The CGA algorithm we proposed was simulated in the CloudSim environment, and the main objective was to minimize the execution time and meet delay. The results are compared with the results of existing heuristic methods such as the traditional genetic algorithm (GA) and the time-based differential evolution algorithm (TDE). From the experimental results, we can also get the conclusion that the proposed CGA can efficiently schedule the tasks to the VM and achieve our goals.

In the future, we will consider improving the algorithm under conditions that are closer to the actual environment so that the algorithm can be applied to dynamic and real-time task scheduling in edge-cloud collaboration.

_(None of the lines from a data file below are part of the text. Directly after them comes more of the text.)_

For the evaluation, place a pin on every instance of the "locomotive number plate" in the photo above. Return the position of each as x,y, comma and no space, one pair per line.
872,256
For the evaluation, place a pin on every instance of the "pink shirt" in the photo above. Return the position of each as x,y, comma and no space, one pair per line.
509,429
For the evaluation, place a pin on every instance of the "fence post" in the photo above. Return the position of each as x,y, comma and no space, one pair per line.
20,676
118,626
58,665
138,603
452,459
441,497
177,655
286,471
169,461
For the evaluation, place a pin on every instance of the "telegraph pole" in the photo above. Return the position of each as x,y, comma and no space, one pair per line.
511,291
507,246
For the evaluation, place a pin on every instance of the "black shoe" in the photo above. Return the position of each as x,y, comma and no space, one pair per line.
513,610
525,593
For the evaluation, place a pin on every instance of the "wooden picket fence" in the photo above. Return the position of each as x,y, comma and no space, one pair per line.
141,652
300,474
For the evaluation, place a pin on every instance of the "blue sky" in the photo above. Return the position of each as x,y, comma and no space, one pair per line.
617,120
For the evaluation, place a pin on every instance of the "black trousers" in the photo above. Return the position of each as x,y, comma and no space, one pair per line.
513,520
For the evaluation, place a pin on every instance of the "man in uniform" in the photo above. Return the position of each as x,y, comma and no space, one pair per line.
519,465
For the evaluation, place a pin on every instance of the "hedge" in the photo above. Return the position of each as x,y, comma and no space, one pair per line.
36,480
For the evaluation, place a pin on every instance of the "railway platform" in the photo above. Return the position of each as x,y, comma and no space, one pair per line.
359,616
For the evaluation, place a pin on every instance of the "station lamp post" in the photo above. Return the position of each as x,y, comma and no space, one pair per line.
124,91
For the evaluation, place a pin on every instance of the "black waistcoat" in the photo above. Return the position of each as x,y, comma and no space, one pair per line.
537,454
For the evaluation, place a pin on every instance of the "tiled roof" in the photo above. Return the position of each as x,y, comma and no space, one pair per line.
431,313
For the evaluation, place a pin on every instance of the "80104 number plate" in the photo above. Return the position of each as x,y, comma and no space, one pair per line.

Besides, we want to build a multi-objective version of CGA for optimizing the task scheduling problem in the cloud. Study of workflow scheduling using CGA is another future investigation. And we can also mine or forecast its potential relationships [3234]. In addition, the method of task scheduling can consider many other parameters, such as the use of memory, peak of the demand, and overloads [10]. Besides, we can combine the Markov chain with the parallel computing framework and apply it in our model [35, 36].

Data Availability

Because this paper only deals with time and static tasks, we used randomly generated data to export it as a dataset for the length of tasks.

Conflicts of Interest

The authors declare that there are no conflicts of interest regarding the publication of this paper.

Acknowledgments

The authors would like to thank International Networks Service and Bio-Computing Innovation Team from the college of Computer Science and Technology in China University of Petroleum (East China) for their discussion and technical support. This study was supported by the National Natural Science Foundation of China (nos. 61572522, 61873281, and 61572523).